L’ambassadeur des Etats-Unis en Allemagne, Richard Grenell, le 12 mai à Berlin. / STRINGER / REUTERS

Un membre du gouvernement allemand a accusé mardi 5 juin le nouvel ambassadeur des Etats-Unis à Berlin d’ingérence dans les affaires intérieures du pays, tandis que les partis de gauche ont réclamé le renvoi de ce fidèle de Donald Trump. Des critiques et menaces qui n’ont pas inquiété Washington, défendant la « liberté d’expression » de son représentant diplomatique.

Richard Grenell « devrait être attentif au fait que nous considérons ses débuts en tant qu’ambassadeur comme difficiles », a ainsi fait valoir Peter Beyer, coordinateur des relations transatlantiques au sein du gouvernement d’Angela Merkel, dans un entretien à un journal régional, le Rheinische Post.
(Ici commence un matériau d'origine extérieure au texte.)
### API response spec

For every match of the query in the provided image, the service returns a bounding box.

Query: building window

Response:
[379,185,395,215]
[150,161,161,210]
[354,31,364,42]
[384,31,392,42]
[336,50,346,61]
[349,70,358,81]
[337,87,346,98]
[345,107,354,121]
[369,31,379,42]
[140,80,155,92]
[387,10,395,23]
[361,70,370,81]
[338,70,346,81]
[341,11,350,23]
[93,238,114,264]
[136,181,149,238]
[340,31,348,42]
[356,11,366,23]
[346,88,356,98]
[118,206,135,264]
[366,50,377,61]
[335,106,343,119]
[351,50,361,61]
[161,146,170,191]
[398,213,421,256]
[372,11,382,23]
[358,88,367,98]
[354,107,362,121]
Le responsable conservateur, sera présent mercredi lors de la visite – prévue de longue date – du diplomate au ministère des affaires étrangères allemand.

M. Grenell a créé un tollé après avoir déclaré dimanche au site américain d’extrême droite Breitbart vouloir « soutenir » la droite dure en Europe. « Nous vivons un réveil de la majorité silencieuse, ceux qui rejettent les élites et leur bulle », a-t-il ensuite précisé sur Twitter, jugeant que ce moment est « mené par Trump », tout en niant vouloir appuyer des partis ou candidats lors d’élections dans le Vieux Continent.

Le responsable social-démocrate Martin Schulz, ex-président du Parlement européen, a demandé mardi son renvoi pur et simple à Washington. « Si l’ambassadeur allemand à Washington disait qu’il était en poste pour renforcer le Parti démocrate, il serait immédiatement renvoyé », a-t-il fait valoir auprès de l’agence DPA, après avoir accusé sur Twitter M. Grenell d’agir comme « un officier colonial d’extrême droite ». L’une des figures de proue de la gauche radicale allemande, Sahra Wagenknecht, a également exigé le départ « immédiat » de l’ambassadeur, en poste depuis seulement un mois.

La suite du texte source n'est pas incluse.